Клара из-под бра засмеялась в лицо мне. В треугольнике света лицо ее было.

— Меня там убить могли! — кричал я Клариному лицу. — Меня могли танком задавить.

Клара сплюнула на пол и отвернулась, черноглазая.

— Мы с Кларой были, а ты не пошел бы, я сразу увидела. У тебя личико девчачье, беленькое. А мы с Кларой пошли. Мы за тебя и боролись, — звенел голосок Александрин, как звенели капельки-рюмочки.

— У тебя ресницы загинаются, ну прям как красотка! Мы боролись, чтоб жизнь стала для молодых. Так надоело кругом!

— Не говори! Не говори ему! — крикнула Клара, подавшись вперед.

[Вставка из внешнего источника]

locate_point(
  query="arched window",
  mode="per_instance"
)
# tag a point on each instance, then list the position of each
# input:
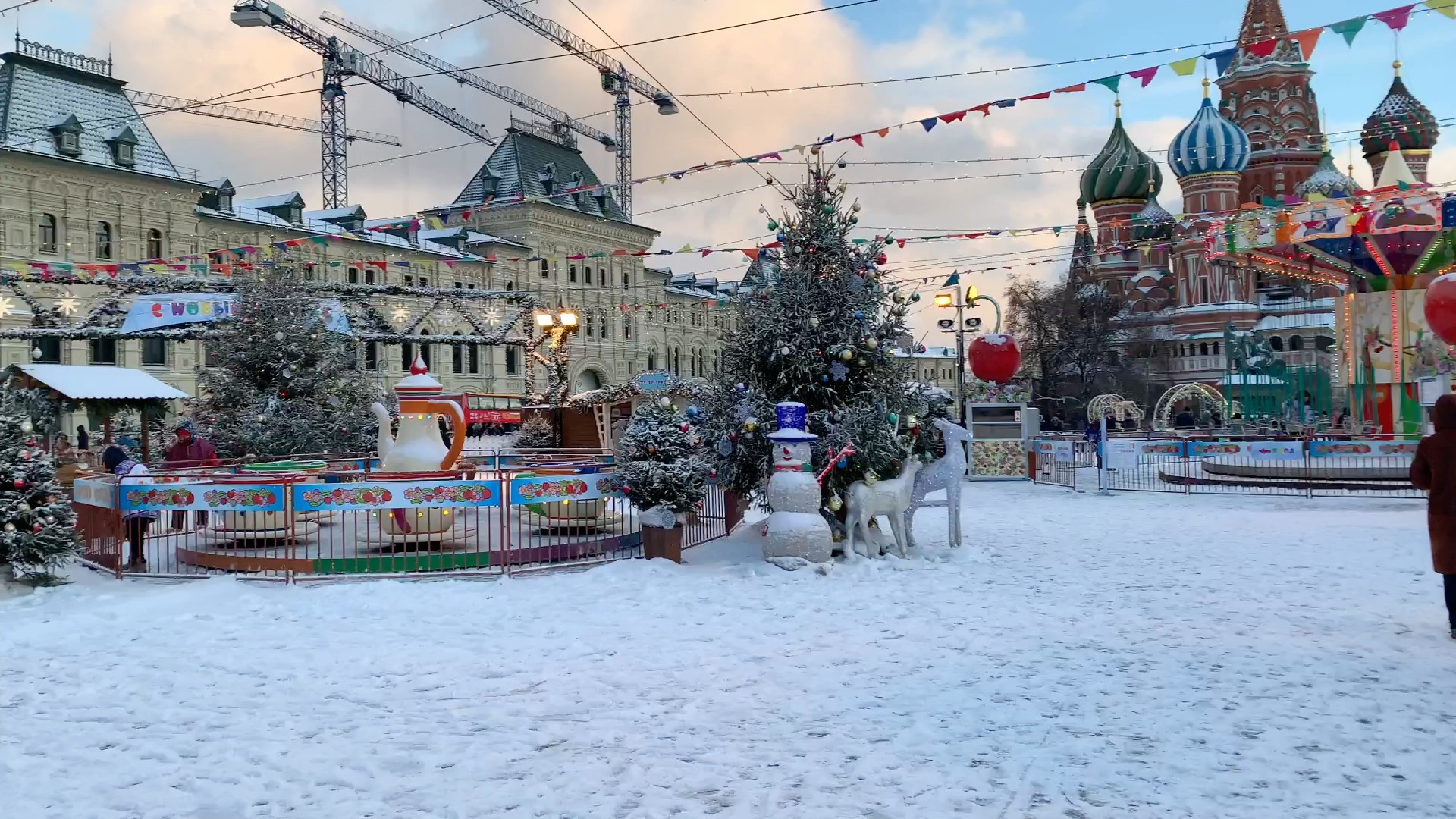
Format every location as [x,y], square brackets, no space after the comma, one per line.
[102,240]
[47,234]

— Клара тебя не простит. Все теперь уж. Я ее знаю. Не обижайся, пожалуйста, Клара за последнюю правду, никого не боясь, будет стоять. А я не буду. Мне все равно.

— Не тужи, Александра, — уговаривал я, пожимал ей, маленькой, плечи, гладил ей темечко.

А как же? У нас с Кларой был, на тебя немного смахивает, автомеханик Виталик. Мы к нему потянулись, мы всего нажарили, наварили на его на двадцать третий февраль, хоть уже и не празднуют, а у нас в Александрове празднуют. Мы нагладились, накрутились, прибрались. Он пришел, все сожрал и спать лег, ни спасибо, девочки, ни хоть посидеть с нами. Я говорю, ну ладно, Виталик! давай, Клара, улыбаться, и все, он не подумает плохого, уйдет на работу, а мы давай ему матрац разрежем споднизу. Споднизу и тех вон жареных котлет, что мы сами крутили и жарили, вон, остались еще, их насуем в матрац и искусно зашьем и застелим. Пусть время идет, а он сначала не будет знать, что такое? Потом форточку станет не закрывать, потом вертеться начнет, все ворошить, искать, выть, ни за что не дотумкается! А знаешь, как мне на кране под небом холодно? Каждый день! Я же одна целый день там. Отчаянно сине там, а солнце только слепит, и стекла кабины моей не греют, вся я простыла.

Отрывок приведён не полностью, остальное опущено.